Figure 1. The Doors memory paradigm used in this study. On the left, the encoding samples only presented at T1, followed by one trial of the recognition memory task for each of the time measurements, in which the participant needs to identify the target among three distractors and give a confidence rating.

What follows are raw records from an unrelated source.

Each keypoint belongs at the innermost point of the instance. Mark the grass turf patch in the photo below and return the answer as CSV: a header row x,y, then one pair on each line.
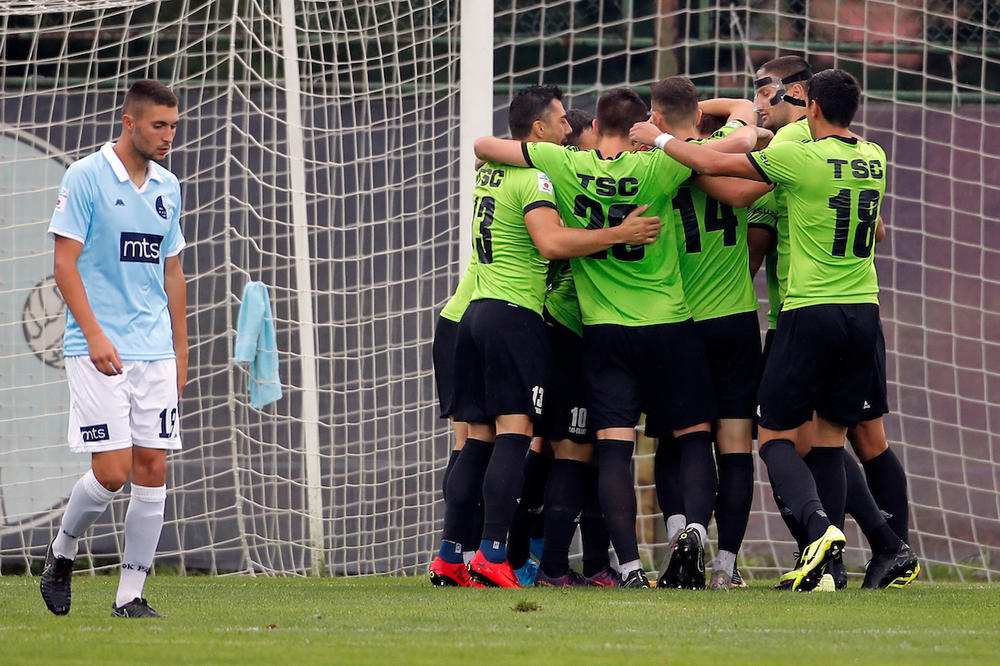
x,y
404,620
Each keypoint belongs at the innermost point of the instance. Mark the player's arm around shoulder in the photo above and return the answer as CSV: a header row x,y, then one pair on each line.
x,y
555,241
735,192
504,151
699,158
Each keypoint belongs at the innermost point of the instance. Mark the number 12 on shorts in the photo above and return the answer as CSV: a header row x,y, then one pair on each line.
x,y
168,421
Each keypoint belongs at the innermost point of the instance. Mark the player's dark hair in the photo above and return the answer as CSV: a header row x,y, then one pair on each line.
x,y
529,104
786,66
578,121
676,99
838,95
147,91
618,110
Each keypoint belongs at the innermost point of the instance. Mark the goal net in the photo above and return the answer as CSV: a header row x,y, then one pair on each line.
x,y
319,153
316,154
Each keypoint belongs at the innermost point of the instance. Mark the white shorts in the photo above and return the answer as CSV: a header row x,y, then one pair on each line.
x,y
137,407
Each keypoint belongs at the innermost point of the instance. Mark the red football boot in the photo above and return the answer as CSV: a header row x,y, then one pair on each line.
x,y
490,574
446,574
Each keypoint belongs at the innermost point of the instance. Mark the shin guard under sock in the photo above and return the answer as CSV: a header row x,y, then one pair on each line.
x,y
732,510
887,482
563,503
502,485
616,489
793,483
827,467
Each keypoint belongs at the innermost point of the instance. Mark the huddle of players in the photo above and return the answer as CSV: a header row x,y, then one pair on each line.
x,y
659,320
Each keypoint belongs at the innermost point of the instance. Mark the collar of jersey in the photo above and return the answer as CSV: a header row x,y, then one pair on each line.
x,y
602,157
119,168
846,139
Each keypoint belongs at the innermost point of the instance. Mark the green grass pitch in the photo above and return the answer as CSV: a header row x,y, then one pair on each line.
x,y
243,620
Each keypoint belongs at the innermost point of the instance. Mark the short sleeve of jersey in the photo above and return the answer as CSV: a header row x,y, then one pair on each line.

After a 20–30 min delay, participants were asked to identify the 15 target doors in a four-alternative forced-choice array including a new set of distractor doors (T2). After a mean delay of 7 days [range 5–13 days], all participants were called by telephone and asked to open a link to the online version of the delayed Doors test that was sent by email. They were asked to immediately complete this test. Again, participants had to identify the 15 target doors in a four-alternative forced-choice array (with a new set of distractor doors, T3). Participants were informed beforehand about the phone call, to ensure they were home and able to take the test. However, participants were not informed of the exact nature of the phone call (they were told we had some additional questions).

Statistical Analyses

Forgetting scores

In this study, we used forgetting scores, calculated relative to T1 as general baseline. The forgetting scores reflect the forgotten items as a percentage of the items that are acquired at T1 and are calculated with Equations 1 and 2.

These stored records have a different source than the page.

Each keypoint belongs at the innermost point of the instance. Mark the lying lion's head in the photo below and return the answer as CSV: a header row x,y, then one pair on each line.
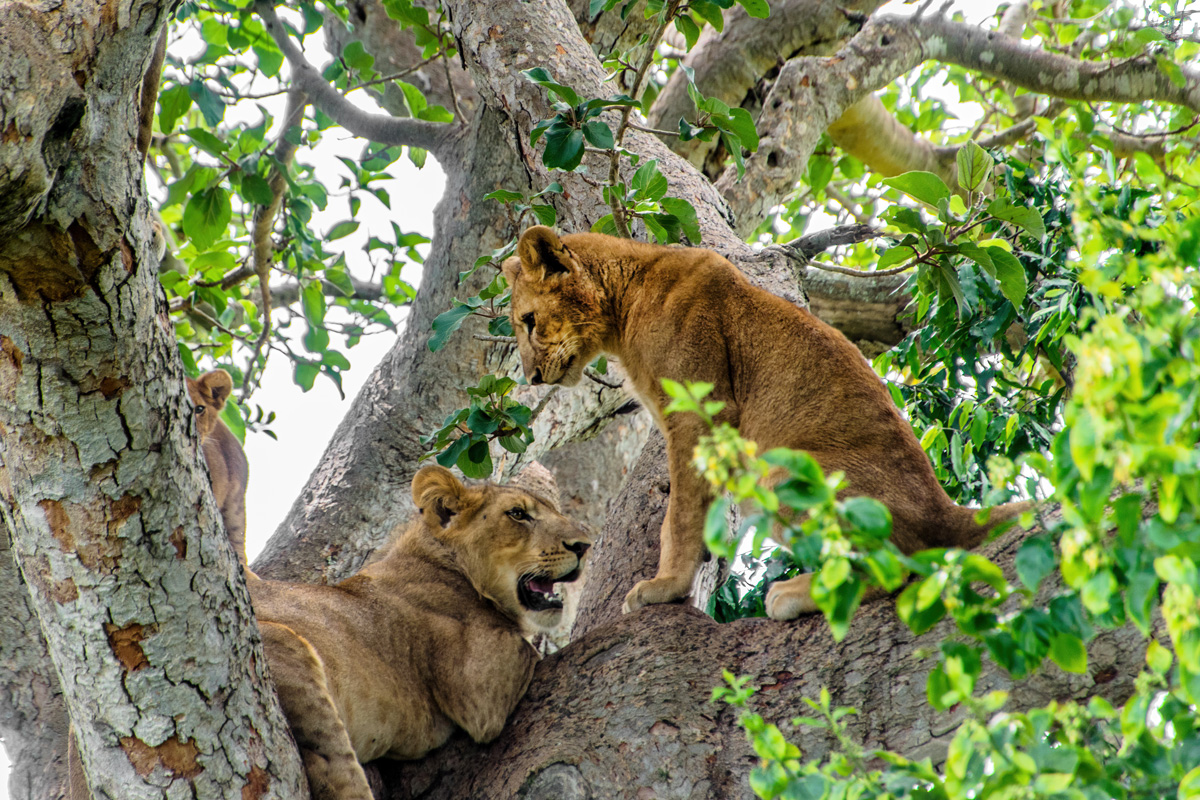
x,y
555,310
209,394
514,545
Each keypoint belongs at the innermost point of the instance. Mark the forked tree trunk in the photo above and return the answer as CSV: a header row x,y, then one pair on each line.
x,y
102,488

(1) $${{\rm{T2}}\,{\rm{forgetting}}\,{\rm{score}} = \left( {\left( {{\rm{hits}}\,{\rm{at}}\,{\rm{T1}} - {\rm{hits}}\,{\rm{at}}\,{\rm{T2}}} \right)/{\rm{hits}}\,{\rm{at}}\,{\rm{T1}}} \right) \times {\rm{1}}00}$$
(2) $${{\rm{T3}}\,{\rm{forgetting}}\,{\rm{score}} = \left( {\left( {{\rm{hits}}\,{\rm{at}}\,{\rm{T1}} - {\rm{hits}}\,{\rm{at}}\,{\rm{T3}}} \right)/{\rm{hits}}\,{\rm{at}}\,{\rm{T1}}} \right) \times {\rm{1}}00}$$

The recognition task has a four-item forced-choice design; therefore, it might be that participants performed better at T2 or T3 compared to T1. As we are interested in forgetting after initial acquisition, negative forgetting scores were set to 0, indicating that 0% of the initially learned items are forgotten.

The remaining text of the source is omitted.